An Incidence problem

Question

Is this intuition true: If any $d+1$ points among $d+2$ given points in $\mathbb{R}^d$ lies on a hyperplane then all of them lies on a hyperplane?

Answer 1

Let $P = \{x_1,...,x_{d+2} \} \subset \mathbb{R}^{d}$.

Let $\delta = \dim \operatorname{aff} P$. (This is the dimension of the affine hull of $P$, which is the dimension of the smallest linear subspace that contains some translate of $P$.) Note that $\delta \le d$.

I claim that $\delta \le d-1$. Suppose $\delta = d$ to obtain a contradiction.

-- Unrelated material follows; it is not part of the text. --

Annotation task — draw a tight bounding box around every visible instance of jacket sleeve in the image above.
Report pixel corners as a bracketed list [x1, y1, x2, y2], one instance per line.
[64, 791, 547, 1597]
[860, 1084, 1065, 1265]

Then there is an affine basis $B \subset P$ with $|B| = d+1$. However, by assumption, there is a hyperplane containing $B$, and hence $|B| $ is not affinely independent which is a contradiction.

Hence there is a hyperplane containing $P$.

Addendum:

This can all be expressed in the context of linear spaces. Note that $y_1,...,y_k \in \mathbb{R}^d$ lie on a hyperplane iff $\dim \operatorname{sp} \{y_i-y_1\}_{i=2}^k \le d-1$.

Now suppose $x_1,...,x_{d+2}$ are not contained in some hyperplane. Then we must have $\dim \operatorname{sp} \{x_i-x_1\}_{i=2}^{d+2} = d$. In particular, $x_2-x_1,...,x_{d+1}-x_1$ contains a basis and so there we can choose $d$ of them (let the indices be $I \subset \{2,...,d+2\}$, with $|I| = d$) such that $x_i-x_1$, $i \in I$ form a basis. Since they form a basis, the points $x_1, x_i$, $i \in I$ cannot be contained in a hyperplane, which contradicts the original assumption. Hence the points are contained in some subspace.